While some of the recent, highly publicized Chinese espionage efforts may appear amateurish, Western governments and companies would underestimate them at their peril. A variety of Chinese agencies and actors will often conduct simultaneous efforts to collect the desired information or technology using multiple approaches — some of which are more sophisticated than others. Because of this, botched or thwarted efforts should not lull potential targets into a false sense of security, because other, more effective operations using sophisticated tradecraft may already be in motion.

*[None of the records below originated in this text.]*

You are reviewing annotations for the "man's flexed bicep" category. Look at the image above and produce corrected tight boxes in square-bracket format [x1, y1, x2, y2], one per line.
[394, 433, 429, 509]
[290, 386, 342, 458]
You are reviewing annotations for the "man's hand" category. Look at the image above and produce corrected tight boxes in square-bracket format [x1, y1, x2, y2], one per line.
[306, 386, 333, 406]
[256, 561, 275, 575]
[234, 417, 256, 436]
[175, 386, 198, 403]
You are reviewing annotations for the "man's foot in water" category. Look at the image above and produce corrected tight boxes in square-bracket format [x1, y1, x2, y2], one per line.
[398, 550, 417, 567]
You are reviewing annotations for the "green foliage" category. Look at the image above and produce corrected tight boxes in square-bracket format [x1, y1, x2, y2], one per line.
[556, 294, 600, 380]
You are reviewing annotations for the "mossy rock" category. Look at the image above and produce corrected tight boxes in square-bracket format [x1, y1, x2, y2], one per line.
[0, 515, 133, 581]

China will also use other tools at its disposal. On DRAM chips, China launched a domestic antitrust investigation in June, alleging that the world's leading producers, SK Hynix, Samsung and Micron — which together control about 95 percent of the DRAM market — had conspired to fix prices. On Nov. 19, the trio's stock prices tumbled after the Financial Times reported that China's investigation was making progress. Needless to say, Chinese officials will have even more incentive to press their antitrust case if Fujian Jinhua suffers as a result of the U.S. measures.
Espionage in the Great Power Struggle
Watching on with great interest is Russia, which has its own list of 77 technologies that it wishes to develop indigenously in order to break its dependency upon the West. Without question, the U.S. government's use of virtual gunboat diplomacy against Fujian Jinhua will strengthen the Kremlin's resolve to ensure that it is not on the receiving end of similar actions in the future — especially given Washington's current sanctions against Moscow. This will also result in increased Russian corporate espionage in concert with the Kremlin's efforts to sow discord within the United States, various European countries and the European Union, as well as between Washington and Brussels.
In the end, great power struggles involve every facet of national power, with the military, diplomatic, legal and commercial angles of the struggle obvious for all to see. But lurking in the shadows, battles between intelligence agencies to procure or protect technology may, in the long run, prove to be every bit as significant as those higher-profile struggles.